Bronchodilators are medicines that are used to treat breathing problems in people with lung diseases such as asthme et maladie pulmonaire obstructive chronique (MPOC). They help to relieve symptoms such as coughing, wheezing and shortness of breath.
Bronchodilators are usually used as inhaled medicines, in inhalers or nebulisers. This is because they usually work better when inhaled than when taken orally: as inhaled medicines, they get directly to the airways, and there are fewer side-effects. However, in some situations, oral bronchodilators might also be used.
There are two types (groups) of oral bronchodilators available to prescribe in the UK. These are:
Beta2 agonists (salbutamol, bambuterol et terbutaline).
Methylxanthines (theophylline et aminophylline).

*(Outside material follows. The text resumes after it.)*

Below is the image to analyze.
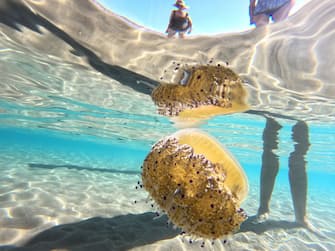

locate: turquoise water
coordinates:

Aminophylline is a 2:1 mixture of theophylline and ethylenediamine. Ethylenediamine is used to improve how well theophylline dissolves in water. Oral bronchodilators are available as capsules, tablets and oral liquids. Aminophylline is also available as an injection; this is usually given in hospital. They all come in various different brand names.
Two other bronchodilators called ephedrine and orciprenaline are also licensed in the UK. However, they are very rarely used nowadays to treat breathing problems because they can cause serious side-effects such as an irregular heartbeat.
Bronchodilators may also be either:
Short-acting bronchodilators - these are used for quick relief of symptoms
Long-acting bronchodilators - these are used to treat asthma symptoms and enhance the anti-inflammatory effect of inhaled corticosteroids in order to improve lung function.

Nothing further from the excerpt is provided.